Linux kernel mirror (for testing) git.kernel.org/pub/scm/linux/kernel/git/torvalds/linux.git
kernel os linux

cxl/region: Add inject and clear poison by region offset

Add CXL region debugfs attributes to inject and clear poison based
on an offset into the region. These new interfaces allow users to
operate on poison at the region level without needing to resolve
Device Physical Addresses (DPA) or target individual memdevs.

The implementation uses a new helper, region_offset_to_dpa_result()
that applies decoder interleave logic, including XOR-based address
decoding when applicable. Note that XOR decodes rely on driver
internal xormaps which are not exposed to userspace. So, this support
is not only a simplification of poison operations that could be done
using existing per memdev operations, but also it enables this
functionality for XOR interleaved regions for the first time.

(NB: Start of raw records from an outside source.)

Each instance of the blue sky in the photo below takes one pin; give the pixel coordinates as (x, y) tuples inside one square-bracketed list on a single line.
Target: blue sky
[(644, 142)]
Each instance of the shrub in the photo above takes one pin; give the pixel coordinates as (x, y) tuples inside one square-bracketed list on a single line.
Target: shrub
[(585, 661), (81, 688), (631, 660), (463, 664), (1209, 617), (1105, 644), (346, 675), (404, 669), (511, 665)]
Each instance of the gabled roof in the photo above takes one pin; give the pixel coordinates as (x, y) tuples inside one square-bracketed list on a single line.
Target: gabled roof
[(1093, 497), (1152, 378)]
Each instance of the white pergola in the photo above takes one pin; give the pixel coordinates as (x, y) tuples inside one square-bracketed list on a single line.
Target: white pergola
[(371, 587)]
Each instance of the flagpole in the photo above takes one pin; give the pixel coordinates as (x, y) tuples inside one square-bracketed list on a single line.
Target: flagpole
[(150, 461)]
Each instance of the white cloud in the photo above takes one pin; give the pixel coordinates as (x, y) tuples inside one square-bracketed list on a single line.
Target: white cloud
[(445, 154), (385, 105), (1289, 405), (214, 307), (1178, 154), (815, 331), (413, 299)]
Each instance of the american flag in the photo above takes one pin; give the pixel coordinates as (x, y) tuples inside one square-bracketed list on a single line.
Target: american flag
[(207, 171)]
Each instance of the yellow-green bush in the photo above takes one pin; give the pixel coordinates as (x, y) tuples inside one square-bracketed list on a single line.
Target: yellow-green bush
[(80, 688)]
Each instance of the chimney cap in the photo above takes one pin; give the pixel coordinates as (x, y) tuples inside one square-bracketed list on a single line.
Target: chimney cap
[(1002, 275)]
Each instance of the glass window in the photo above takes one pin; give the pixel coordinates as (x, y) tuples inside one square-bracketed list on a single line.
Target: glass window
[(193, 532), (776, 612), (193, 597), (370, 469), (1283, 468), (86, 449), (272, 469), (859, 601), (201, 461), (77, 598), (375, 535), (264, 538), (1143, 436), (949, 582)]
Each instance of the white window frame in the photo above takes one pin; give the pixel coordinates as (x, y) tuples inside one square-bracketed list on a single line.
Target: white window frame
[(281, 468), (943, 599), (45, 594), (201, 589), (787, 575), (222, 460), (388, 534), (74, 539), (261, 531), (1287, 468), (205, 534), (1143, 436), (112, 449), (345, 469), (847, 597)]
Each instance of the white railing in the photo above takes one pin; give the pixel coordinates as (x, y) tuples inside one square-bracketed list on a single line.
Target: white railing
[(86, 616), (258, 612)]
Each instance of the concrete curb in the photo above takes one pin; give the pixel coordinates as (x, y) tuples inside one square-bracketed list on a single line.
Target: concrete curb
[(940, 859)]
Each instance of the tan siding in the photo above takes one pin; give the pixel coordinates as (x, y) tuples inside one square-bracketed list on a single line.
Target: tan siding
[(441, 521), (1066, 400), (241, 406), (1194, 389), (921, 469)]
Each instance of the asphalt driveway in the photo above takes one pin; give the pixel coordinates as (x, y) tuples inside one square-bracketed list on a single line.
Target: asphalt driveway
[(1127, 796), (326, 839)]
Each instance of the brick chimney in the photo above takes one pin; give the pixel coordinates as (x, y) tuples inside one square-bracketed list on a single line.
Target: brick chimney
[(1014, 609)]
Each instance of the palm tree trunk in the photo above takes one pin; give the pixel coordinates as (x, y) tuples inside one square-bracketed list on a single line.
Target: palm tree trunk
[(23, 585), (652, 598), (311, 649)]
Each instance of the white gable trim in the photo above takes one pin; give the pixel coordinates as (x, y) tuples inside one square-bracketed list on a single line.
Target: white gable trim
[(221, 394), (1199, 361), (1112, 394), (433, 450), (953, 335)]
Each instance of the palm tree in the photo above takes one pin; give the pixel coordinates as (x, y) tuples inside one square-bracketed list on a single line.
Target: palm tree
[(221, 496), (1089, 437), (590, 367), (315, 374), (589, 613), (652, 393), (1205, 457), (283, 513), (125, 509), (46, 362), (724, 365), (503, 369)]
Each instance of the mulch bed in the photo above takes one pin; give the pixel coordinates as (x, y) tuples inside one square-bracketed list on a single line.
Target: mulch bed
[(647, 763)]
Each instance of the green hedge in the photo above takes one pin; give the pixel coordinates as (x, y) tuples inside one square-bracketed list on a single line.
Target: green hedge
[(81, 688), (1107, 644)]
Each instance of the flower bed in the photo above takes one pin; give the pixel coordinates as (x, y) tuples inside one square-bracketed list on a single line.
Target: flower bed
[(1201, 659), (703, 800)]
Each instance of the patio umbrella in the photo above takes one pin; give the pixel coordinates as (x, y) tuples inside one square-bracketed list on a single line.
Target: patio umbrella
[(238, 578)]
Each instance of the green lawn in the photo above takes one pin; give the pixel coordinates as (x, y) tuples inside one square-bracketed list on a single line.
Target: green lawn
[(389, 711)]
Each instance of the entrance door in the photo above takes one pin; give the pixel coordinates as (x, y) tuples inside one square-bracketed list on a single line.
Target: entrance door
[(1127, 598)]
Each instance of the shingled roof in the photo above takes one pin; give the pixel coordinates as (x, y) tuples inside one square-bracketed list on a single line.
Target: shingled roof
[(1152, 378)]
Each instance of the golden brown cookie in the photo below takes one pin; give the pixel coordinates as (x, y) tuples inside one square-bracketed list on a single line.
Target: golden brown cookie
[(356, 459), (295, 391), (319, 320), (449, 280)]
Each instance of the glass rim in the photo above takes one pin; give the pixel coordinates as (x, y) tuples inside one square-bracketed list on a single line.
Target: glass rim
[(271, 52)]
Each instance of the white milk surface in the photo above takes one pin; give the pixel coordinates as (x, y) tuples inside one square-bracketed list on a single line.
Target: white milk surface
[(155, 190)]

New debugfs attributes are added in /sys/kernel/debug/cxl/regionX/:
inject_poison and clear_poison. These are only exposed if all memdevs
participating in the region support both inject and clear commands,
ensuring consistent and reliable behavior across multi-device regions.

If tracing is enabled, these operations are logged as cxl_poison
events in /sys/kernel/tracing/trace.

The ABI documentation warns users of the significant risks that
come with using these capabilities.

A CXL Maturity Map update shows this user flow is now supported.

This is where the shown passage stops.